The paper proposes a novel approach called LAST (Language Model Aware Speech Tokenization) for training a speech tokenizer by leveraging objectives from pre-trained textual language models (LMs). The key idea is to integrate the text LM into the process of learning discrete speech representations, with the aim of transforming the features from a pre-trained speech model into a new feature space that enables better clustering for speech LMs.
The authors first encode the raw speech signal into a continuous representation using a pre-trained speech encoder (e.g., HuBERT). They then introduce a learnable encoder module to further process the speech representations, followed by a vector quantization (VQ) module to discretize the output.
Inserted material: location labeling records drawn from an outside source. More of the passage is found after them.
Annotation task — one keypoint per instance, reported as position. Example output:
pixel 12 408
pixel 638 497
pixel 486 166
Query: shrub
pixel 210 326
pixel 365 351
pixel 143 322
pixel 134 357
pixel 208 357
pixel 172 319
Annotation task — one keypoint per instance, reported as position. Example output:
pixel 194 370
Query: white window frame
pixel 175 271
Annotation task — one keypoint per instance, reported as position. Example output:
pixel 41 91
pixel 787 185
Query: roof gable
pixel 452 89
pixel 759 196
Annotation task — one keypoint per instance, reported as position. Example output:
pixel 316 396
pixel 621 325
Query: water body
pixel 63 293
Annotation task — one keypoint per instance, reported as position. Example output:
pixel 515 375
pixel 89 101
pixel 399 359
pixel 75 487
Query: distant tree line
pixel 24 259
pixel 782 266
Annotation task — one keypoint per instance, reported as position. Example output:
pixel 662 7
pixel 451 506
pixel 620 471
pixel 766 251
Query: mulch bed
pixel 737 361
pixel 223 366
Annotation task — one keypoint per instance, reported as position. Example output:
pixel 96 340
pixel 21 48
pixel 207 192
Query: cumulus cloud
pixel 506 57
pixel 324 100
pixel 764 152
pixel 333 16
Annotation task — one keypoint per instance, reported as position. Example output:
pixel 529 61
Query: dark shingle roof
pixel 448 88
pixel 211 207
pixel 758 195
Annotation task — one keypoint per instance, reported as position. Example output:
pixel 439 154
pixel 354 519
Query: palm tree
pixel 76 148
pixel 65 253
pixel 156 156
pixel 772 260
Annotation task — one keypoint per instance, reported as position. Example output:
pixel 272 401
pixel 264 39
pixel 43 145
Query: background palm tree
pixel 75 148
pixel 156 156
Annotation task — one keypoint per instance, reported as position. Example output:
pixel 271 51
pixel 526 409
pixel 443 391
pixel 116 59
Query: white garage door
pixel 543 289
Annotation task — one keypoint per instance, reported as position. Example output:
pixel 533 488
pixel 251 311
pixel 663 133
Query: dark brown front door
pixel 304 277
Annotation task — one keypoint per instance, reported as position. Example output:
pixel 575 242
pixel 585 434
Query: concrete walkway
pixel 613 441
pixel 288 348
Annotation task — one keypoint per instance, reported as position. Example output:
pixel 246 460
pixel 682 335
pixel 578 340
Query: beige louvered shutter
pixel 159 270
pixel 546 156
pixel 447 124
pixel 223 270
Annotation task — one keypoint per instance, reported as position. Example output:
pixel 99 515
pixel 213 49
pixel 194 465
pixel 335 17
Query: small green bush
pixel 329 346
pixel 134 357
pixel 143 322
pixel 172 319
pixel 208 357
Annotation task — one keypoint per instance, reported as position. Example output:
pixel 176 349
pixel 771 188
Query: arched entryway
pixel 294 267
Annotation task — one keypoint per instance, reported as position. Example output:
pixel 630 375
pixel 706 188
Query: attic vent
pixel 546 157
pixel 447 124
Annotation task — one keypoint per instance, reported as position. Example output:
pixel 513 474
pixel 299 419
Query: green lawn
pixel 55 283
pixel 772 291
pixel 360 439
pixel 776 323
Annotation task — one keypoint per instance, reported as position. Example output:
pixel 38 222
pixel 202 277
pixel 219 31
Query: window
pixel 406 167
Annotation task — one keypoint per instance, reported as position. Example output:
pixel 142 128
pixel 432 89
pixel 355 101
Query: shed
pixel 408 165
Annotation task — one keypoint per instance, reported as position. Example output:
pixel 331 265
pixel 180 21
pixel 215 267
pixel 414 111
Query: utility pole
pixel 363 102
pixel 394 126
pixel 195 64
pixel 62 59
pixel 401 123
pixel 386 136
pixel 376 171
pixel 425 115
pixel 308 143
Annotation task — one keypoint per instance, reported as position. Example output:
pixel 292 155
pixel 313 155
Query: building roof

To guide the quantization process towards better sequential modeling, the authors feed the resulting discrete speech tokens into a pre-trained textual LM (e.g., OPT) and optimize the system to perform next token prediction.
Additionally, the authors introduce a reconstruction loss function to stabilize the optimization process and prevent the model from collapsing to a single token or a sequence of tokens.
The authors evaluate LAST on zero-resource speech modeling tasks and automatic speech recognition (ASR). The results demonstrate that LAST outperforms the traditional k-means tokenization method across all setups, both in terms of spoken language modeling and speech-to-text transcription. Importantly, unlike prior work, LAST allows the utilization of a single pre-trained LM for processing both speech and text inputs, setting it apart from conventional tokenization approaches.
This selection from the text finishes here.